太陽を語る。
太陽とは どんな星なのか?
太陽系の中心:太陽
太陽は最も身近な恒星である。
地球から太陽までは、わずか1億5000万キロメートルである。
次に近いプロキシマまでの距離が、4.3光年であることを考えると、太陽が格段に近いことが分かる。
太陽は、太陽系の中心をなす天体である。
太陽系の中で、太陽は圧倒的な存在を示している。
何しろ、太陽の質量は太陽系全体の質量の99.8%を占めるのだ。
恒星は表面の色や温度によって分類することができる。
これをスペクトル分類という。
スペクトルでは、太陽はG型に分類される主系列星である。
主系列星の中で8%の恒星がG型スペクトルである。
「太陽はごく平凡な、ありふれた恒星」という表現を見かける。
しかし、主系列星の中で8%という数字を見ると、太陽は必ずしも恒星の大多数を代表していないということが理解できる。
太陽は、燃えていない
「太陽が燃える」などと表現する。
確かに、太陽が燃えているように見えるが実際には燃えていない。
単に、燃えているように見えるだけなのだ。
物体が酸素と結合して、熱と光を放出することを燃焼という。
太陽は、熱と光を放出しているが、燃焼によって放出しているのではない。
太陽のエネルギー源は、「酸素による燃焼」ではなく核融合反応なのである。
太陽の主成分は70%の水素、28%のヘリウムである。
その中心部では核融合反応によって4つの水素原子核から1つのヘリウム原子核が生成されている。
この核融合反応に伴って解放されるエネルギーが、太陽の熱や光の根源なのだ。
太陽の質量は極めて重い。
そのため太陽には、自重によって収縮しようとする力が作用する。
この作用によって、太陽の中心部の水素原子核がヘリウム原子核へと変換されている。
これが、核融合反応だ。
このときに放出されるエネルギーが、熱や光になって太陽が燃えているように見えるのである。
太陽の寿命
太陽の中心部では、毎秒7億トンの水素原子核がヘリウム原子核へと変換されている。
これだけのペースで水素を消費しても、太陽の寿命は長い。
太陽はおよそ46億年前に誕生し、さらに後50億年近く輝き続けるだろう。
自重によって収縮しようとする力が中心部の圧力を高めて、核融合反応が促進される。
核融合反応は莫大な熱を生じるため、太陽を膨張させようとする。
自重によって収縮と核融合反応による膨張がバランスして、太陽は安定したサイズを維持しているのだ。
このような安定した状態にある恒星を主系列星という。
核融合反応も永久には続かない。
水素を使い果たすと、太陽は赤色巨星を経て白色矮星へと変貌する。
太陽の構造
太陽は層になっている
太陽は燃焼ではなく、核融合反応によってエネルギー(熱と光、その他の電磁波)を放っている。
太陽はギラギラと輝いているので、太陽全体で核融合反応が起こっているように思えるがそうではない。
核融合反応が起きるためには、極度の高圧が必要である。
このため核融合反応は、太陽の全質量が集中して高圧となっている中心核でしか起こらない。
太陽は、核融合反応を起こす中心核を中心にして、性質の異なる層が積み上がってできている。
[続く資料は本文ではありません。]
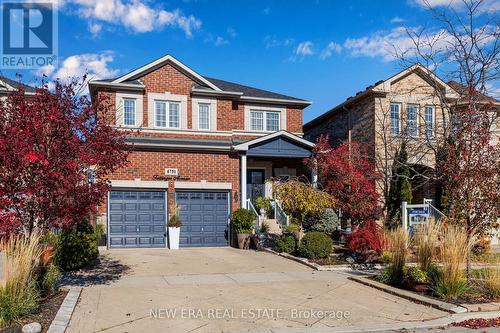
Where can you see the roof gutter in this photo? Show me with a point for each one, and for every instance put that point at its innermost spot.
(124, 86)
(215, 93)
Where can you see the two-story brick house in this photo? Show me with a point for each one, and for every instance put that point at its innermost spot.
(407, 107)
(413, 106)
(204, 144)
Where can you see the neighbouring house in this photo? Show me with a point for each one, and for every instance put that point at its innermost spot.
(8, 85)
(411, 106)
(204, 144)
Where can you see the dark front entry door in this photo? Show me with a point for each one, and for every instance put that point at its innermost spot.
(204, 218)
(255, 184)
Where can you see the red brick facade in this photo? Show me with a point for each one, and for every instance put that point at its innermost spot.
(219, 167)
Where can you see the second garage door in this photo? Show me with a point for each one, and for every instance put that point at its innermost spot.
(204, 217)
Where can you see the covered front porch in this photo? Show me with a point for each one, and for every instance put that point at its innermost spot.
(276, 157)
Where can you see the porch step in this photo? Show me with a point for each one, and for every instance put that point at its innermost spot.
(274, 226)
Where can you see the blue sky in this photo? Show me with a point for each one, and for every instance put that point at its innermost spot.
(323, 51)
(下表参照)
太陽内部 | 中心核 | 核融合反応によってエネルギーが解放される |
放射層 | 熱が放射に表面へ向かう。 | |
対流層 | 熱が対流によって表面へ運ばれる。 | |
太陽表面 | 光球 | 眼に見える太陽の表面 |
太陽大気圏 | 低温層 | 光球よりも温度が低い |
彩層 | プロミネンスが発生する | |
遷移層 | 急激に温度が上昇する。 | |
コロナ | 高温のプラズマの層 | |
太陽圏 | 太陽系全体に行き渡っている |
中心核
核融合により、水素からヘリウムの原子核が生成される。
このときに余剰のエネルギーが解放される。
放射層
中心核で開放されたエネルギーが放射によって、外側へ向かう。
対流層
放射によって運ばれたエネルギーによって、物質が加熱され、その物質が対流し、光球面に熱を運ぶ。
このときに余剰のエネルギーが解放される。
光球
太陽の表面を光球という。
光球には黒点が散在する。
太陽の表面は5800度程度の温度であるが、所々に温度の低い(3800度程度)領域が散在する。
この温度の低い領域が黒点だ。
太陽黒点
出展:NASA:Solar Physics
黒点はゆっくりと太陽表面を同一方向に移動していく。
このことから、太陽が自転していることが分かる。
自転周期は赤道付近でおよそ25日、極付近で36日である。
緯度によって自転周期が異なるのは、太陽がガス体であるからだ。
低温層
光球は6000度であるが、その上の低温層は4,000度程度しかない。
この層から、水分子の存在が確認されている。
低温層の厚みは約500キロメートルである。
彩層
光球の外側を囲むのが彩層である。
皆既日食の際、月のシルエットを囲むように炎のような光がチラチラと見える。
これが彩層だ。
遷移層
急激に温度が上昇する。
コロナ
彩層の外側に広がるのがコロナだ。
コロナは高温(100万度)のプラズマである。
やはり、皆既日食のときにしか肉眼では見えない。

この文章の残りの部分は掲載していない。